Harry grinned. "Harry Potter. So what did you do and to whom to get yourself in this mess in the first place?"

Jack put the hat back on his head, using the motion to cover the slight blush on the bridge of his nose. "I had a bit of a run in with the Shaman of this little trie of natives in Spanish Florida."

One of the other portraits in the hall snorted, looking up at Jack as his frame was a bit lower on the wall than that of the pirate. "Don't you mean with his daughter, Sparrow?"

Jack glared at the old busybody. "Shut it, you! Mind yer business!" He sighed and turned back to Harry. "Bloke's right, though. The old man didn't care for his girl to be mixin' with the likes of me. I took off runnin' but they caught me. He was a might stronger than most o' the wizards I seen runnin' 'round here. He rifled through all the things I'd brough ashore with me, and he foudn this painting that Elizabeth had done for me of a certain little island that I knew too well. She only gave it to me to torture me anyway. The old man got this crazy look on his face and grabbed me by the neck. I blacked out and the next thing I know, I've woken up on this God-forsaken beech with nothing but an endless supply of rum, turtles and coconuts. And there was this little window floating in the air to let anyone look into the painting and me to look out. The old man explained what he'd done and then laughed his head off and tossed this thing into the deapths of the sea."

"How'd you end up here?"

Jack shook his head. "I don't actually know the answer to that. All I do know is, one day I looked out an' saw kids instead of fish. And there was a couple of doors, now, as well. Here I'm thinkin' maybe the old man screwed it a bit, but they only led to other paintings." He sighed. "At least I had some company."

"What's the rest of the geis?" Harry knew that there had to be something else. Jack had known instantly that Jarry was the one who could free him.

"The Shaman said that there might come a day in the future when someone needed help that only I could give 'em. Other than that person, no living human can see me. They don't even see the picture frame. The ghosts can see me, an' I think Mrs. Morris does, though she ignores me. Annoying feline!" Harry snorted. "Anyway, other than that, it's the portraits and you. That's how I knew yer the one wot needs me help."

Harry thought about the whole concept. He knew that these things never happened without a reason, especially not in this place. If Jack Sparrow could help him somehow in his fight with Voldemort, he really wanted to let him out. Think, Harry. He's a pirate. How can he help you? Suddenly it came to him. "Could you teach me to fight? You know, in the Muggle way?"

Jack grinned, knowing he'd won. "O' course, mate! Scrappin's one o' those things a pirate does best!"

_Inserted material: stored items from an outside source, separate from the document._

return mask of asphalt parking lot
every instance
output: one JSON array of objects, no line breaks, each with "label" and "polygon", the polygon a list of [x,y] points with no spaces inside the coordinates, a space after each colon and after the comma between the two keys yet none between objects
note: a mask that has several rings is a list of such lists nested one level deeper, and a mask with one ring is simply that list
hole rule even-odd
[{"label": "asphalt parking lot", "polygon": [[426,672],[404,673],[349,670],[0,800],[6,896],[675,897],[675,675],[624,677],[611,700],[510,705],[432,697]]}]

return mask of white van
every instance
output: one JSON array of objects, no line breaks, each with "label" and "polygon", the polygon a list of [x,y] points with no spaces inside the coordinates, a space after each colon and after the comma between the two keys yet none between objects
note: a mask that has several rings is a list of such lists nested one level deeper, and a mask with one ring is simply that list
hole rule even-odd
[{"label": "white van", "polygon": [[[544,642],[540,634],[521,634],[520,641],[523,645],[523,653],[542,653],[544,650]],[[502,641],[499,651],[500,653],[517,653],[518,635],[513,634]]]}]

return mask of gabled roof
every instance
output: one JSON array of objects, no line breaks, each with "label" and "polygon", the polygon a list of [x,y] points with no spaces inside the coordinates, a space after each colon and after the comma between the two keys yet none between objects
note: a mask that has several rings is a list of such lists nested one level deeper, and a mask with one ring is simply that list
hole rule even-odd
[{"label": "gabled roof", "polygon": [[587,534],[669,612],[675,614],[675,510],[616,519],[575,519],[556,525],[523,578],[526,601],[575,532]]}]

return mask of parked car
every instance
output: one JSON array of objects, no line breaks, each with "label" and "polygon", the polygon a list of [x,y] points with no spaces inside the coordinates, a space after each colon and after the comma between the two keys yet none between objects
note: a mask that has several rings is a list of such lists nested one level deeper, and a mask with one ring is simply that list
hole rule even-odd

Harry nodded. "All right then. I'll have to ask the headmaster, but if he'll allow it, I'll let you out. Besides, two hundred and seventy-five years seems a very long sentence for one infraction, even for a pirate." With that Harry turned down the hall to seek out Professor Dumbledore.

Jack's grin didn't go away as he watched Harry go. Happier than he'd been in a century, he started dancing around on the beach, singing. "Yo ho! Yo ho! A pirate's life for me!"


This has been swimming around in my head for a while, and it just won't leave me alone. I don't know about regular updates on this one, though. This was about all that I had in my head. I'll figure out the rest later. (I know, Demoncat, I've got way too much going on, but I couldn't sleep again last night. Go fig.)